To reverse decades of decline, unions will have to look to new sectors. A national movement has begun to unionize fast food workers, which has been part of a larger push to increase the minimum wage. Since November 2012, fast food workers at franchises across the nation have led seven walk-outs. These workers, who are largely not union members (only 1.4 percent of food service workers belong to a union), received financial support from the Service Employees International union.

Cryer said that if unions want to increase their ranks, they will have to “go out and organize people they usually don’t organize.”

Some local unions are doing just that. Last week, pharmacists at 16 Shaw’s Supermarket stores approved a move to join the Teamsters Union Local 340, adding 21 to its ranks. And only two years earlier, the International Association of Machinists and Aerospace Workers succeed in organizing Maine lobstermen, adding nearly 600 to that union’s ranks.

What does all this mean for unions?

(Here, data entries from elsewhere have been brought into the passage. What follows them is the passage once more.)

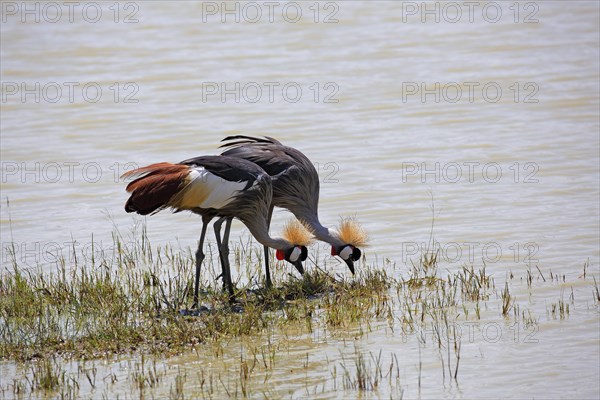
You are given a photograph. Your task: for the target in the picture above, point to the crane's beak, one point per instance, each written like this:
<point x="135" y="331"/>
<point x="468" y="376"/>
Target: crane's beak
<point x="350" y="264"/>
<point x="299" y="267"/>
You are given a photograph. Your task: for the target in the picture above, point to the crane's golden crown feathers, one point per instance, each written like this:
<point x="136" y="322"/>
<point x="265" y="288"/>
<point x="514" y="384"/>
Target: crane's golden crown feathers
<point x="352" y="233"/>
<point x="295" y="233"/>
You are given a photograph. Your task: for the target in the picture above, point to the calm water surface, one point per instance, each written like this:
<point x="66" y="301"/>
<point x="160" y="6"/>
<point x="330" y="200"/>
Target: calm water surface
<point x="490" y="129"/>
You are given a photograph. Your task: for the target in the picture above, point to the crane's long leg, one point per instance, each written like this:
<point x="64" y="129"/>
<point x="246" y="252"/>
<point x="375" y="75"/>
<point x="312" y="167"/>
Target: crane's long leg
<point x="267" y="271"/>
<point x="199" y="259"/>
<point x="224" y="258"/>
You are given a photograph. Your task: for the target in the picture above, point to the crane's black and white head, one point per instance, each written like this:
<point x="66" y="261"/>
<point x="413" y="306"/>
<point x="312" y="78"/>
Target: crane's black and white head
<point x="352" y="236"/>
<point x="298" y="237"/>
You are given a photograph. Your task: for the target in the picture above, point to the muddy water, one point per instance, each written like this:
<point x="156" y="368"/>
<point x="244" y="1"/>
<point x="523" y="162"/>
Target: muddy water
<point x="483" y="119"/>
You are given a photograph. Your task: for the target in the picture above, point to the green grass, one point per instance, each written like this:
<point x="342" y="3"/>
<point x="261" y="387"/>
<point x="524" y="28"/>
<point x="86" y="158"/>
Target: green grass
<point x="130" y="301"/>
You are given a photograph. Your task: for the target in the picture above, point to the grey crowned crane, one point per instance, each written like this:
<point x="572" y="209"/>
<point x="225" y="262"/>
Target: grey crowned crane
<point x="296" y="188"/>
<point x="215" y="186"/>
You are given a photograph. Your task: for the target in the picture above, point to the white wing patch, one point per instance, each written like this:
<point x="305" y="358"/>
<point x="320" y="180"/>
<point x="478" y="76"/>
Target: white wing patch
<point x="207" y="190"/>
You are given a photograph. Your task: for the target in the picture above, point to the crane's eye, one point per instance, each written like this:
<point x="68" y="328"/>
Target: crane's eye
<point x="356" y="254"/>
<point x="304" y="254"/>
<point x="346" y="252"/>
<point x="295" y="254"/>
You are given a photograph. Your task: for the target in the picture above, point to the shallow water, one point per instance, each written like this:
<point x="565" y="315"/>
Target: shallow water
<point x="510" y="178"/>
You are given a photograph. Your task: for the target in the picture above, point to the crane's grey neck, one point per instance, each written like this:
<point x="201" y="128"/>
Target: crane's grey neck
<point x="321" y="233"/>
<point x="260" y="232"/>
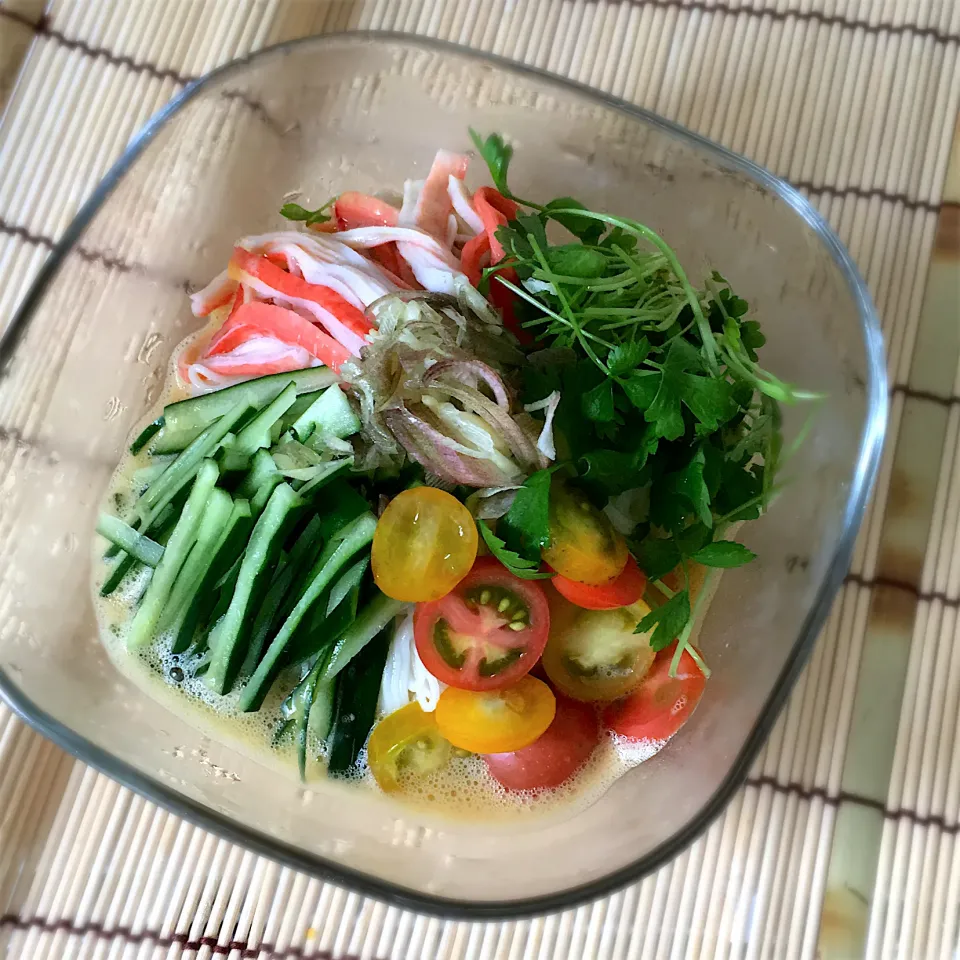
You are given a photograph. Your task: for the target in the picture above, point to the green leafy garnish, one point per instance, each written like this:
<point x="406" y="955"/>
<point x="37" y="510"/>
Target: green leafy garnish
<point x="662" y="395"/>
<point x="293" y="211"/>
<point x="724" y="553"/>
<point x="496" y="155"/>
<point x="527" y="522"/>
<point x="667" y="621"/>
<point x="517" y="565"/>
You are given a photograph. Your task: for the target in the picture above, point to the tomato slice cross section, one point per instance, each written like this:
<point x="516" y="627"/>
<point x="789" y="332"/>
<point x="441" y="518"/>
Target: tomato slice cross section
<point x="487" y="632"/>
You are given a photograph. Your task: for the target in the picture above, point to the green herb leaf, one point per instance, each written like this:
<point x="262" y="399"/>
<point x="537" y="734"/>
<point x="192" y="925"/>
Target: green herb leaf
<point x="724" y="553"/>
<point x="585" y="229"/>
<point x="612" y="471"/>
<point x="496" y="154"/>
<point x="675" y="496"/>
<point x="575" y="260"/>
<point x="625" y="357"/>
<point x="597" y="404"/>
<point x="517" y="565"/>
<point x="293" y="211"/>
<point x="657" y="557"/>
<point x="666" y="621"/>
<point x="642" y="387"/>
<point x="528" y="519"/>
<point x="708" y="398"/>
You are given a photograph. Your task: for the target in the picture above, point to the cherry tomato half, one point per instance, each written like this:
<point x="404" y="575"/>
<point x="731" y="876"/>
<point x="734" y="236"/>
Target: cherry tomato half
<point x="595" y="654"/>
<point x="584" y="545"/>
<point x="496" y="721"/>
<point x="424" y="545"/>
<point x="406" y="741"/>
<point x="553" y="757"/>
<point x="621" y="591"/>
<point x="660" y="706"/>
<point x="487" y="633"/>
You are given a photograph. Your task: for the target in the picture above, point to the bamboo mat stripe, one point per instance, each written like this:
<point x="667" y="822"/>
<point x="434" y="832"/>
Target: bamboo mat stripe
<point x="856" y="103"/>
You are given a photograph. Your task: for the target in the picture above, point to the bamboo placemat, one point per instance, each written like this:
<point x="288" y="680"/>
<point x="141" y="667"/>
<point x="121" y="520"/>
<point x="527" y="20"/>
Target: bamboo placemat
<point x="843" y="843"/>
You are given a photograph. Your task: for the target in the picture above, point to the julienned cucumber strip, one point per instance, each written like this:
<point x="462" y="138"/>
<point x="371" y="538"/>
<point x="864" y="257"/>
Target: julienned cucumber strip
<point x="181" y="471"/>
<point x="164" y="526"/>
<point x="228" y="636"/>
<point x="346" y="585"/>
<point x="262" y="496"/>
<point x="124" y="536"/>
<point x="370" y="621"/>
<point x="329" y="414"/>
<point x="262" y="469"/>
<point x="355" y="703"/>
<point x="233" y="539"/>
<point x="319" y="631"/>
<point x="324" y="474"/>
<point x="336" y="555"/>
<point x="146" y="435"/>
<point x="284" y="591"/>
<point x="186" y="420"/>
<point x="256" y="434"/>
<point x="181" y="540"/>
<point x="300" y="404"/>
<point x="215" y="518"/>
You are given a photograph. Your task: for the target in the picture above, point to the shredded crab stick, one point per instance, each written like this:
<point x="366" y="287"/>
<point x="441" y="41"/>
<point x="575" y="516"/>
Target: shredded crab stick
<point x="217" y="293"/>
<point x="257" y="357"/>
<point x="266" y="319"/>
<point x="462" y="204"/>
<point x="341" y="318"/>
<point x="434" y="266"/>
<point x="434" y="206"/>
<point x="258" y="339"/>
<point x="354" y="209"/>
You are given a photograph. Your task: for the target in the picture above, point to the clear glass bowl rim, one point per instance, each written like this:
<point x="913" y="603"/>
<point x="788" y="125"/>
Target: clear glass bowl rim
<point x="867" y="466"/>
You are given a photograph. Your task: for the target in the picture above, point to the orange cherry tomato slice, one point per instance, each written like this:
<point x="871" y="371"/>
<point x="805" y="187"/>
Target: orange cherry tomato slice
<point x="424" y="545"/>
<point x="553" y="757"/>
<point x="584" y="545"/>
<point x="621" y="591"/>
<point x="487" y="633"/>
<point x="661" y="704"/>
<point x="496" y="721"/>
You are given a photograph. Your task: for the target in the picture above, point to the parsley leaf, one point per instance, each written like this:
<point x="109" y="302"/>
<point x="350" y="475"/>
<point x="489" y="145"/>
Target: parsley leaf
<point x="517" y="565"/>
<point x="724" y="553"/>
<point x="575" y="260"/>
<point x="675" y="496"/>
<point x="293" y="211"/>
<point x="527" y="522"/>
<point x="657" y="557"/>
<point x="496" y="154"/>
<point x="708" y="398"/>
<point x="667" y="621"/>
<point x="597" y="404"/>
<point x="587" y="230"/>
<point x="625" y="357"/>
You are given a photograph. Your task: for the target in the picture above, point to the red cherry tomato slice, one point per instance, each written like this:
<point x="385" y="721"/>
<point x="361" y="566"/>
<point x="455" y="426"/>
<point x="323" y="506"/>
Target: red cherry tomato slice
<point x="555" y="756"/>
<point x="661" y="705"/>
<point x="621" y="591"/>
<point x="487" y="632"/>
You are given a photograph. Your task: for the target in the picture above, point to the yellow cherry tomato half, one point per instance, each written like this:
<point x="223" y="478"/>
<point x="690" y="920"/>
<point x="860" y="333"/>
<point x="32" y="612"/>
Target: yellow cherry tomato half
<point x="584" y="545"/>
<point x="406" y="742"/>
<point x="424" y="545"/>
<point x="594" y="655"/>
<point x="496" y="721"/>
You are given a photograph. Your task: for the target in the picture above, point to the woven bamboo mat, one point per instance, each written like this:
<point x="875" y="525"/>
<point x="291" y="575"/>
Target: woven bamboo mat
<point x="843" y="843"/>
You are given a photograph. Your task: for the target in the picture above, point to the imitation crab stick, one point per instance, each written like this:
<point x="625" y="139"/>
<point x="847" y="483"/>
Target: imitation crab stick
<point x="345" y="322"/>
<point x="257" y="319"/>
<point x="434" y="205"/>
<point x="354" y="209"/>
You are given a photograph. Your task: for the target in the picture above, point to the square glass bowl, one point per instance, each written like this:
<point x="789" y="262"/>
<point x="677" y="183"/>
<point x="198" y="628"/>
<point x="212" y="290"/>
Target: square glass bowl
<point x="88" y="353"/>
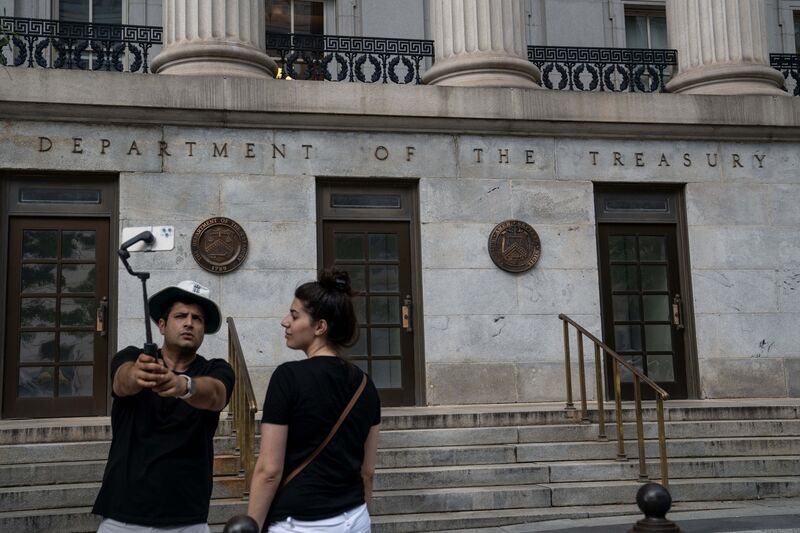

Without a high density of membership, unions are losing their “financial muscle” to organize workers and engage in bargaining, Cryer said.

Opponents of right-to-work legislation are concerned that such bills would further weaken unions by allowing unenrolled workers, who currently receive benefit from union-negotiated contracts, the option to not pay representation fees, sometimes referred to as a “fair share fee.”

Cryer said that allowing unenrolled workers who receive union representation to not pay a fair share fee would hurt unions’ bottom lines, as union activities such as negotiations, lobbying, investigating worker claims of mistreatment and strikes cost money, and undercut their ability to engage in meaningful representation.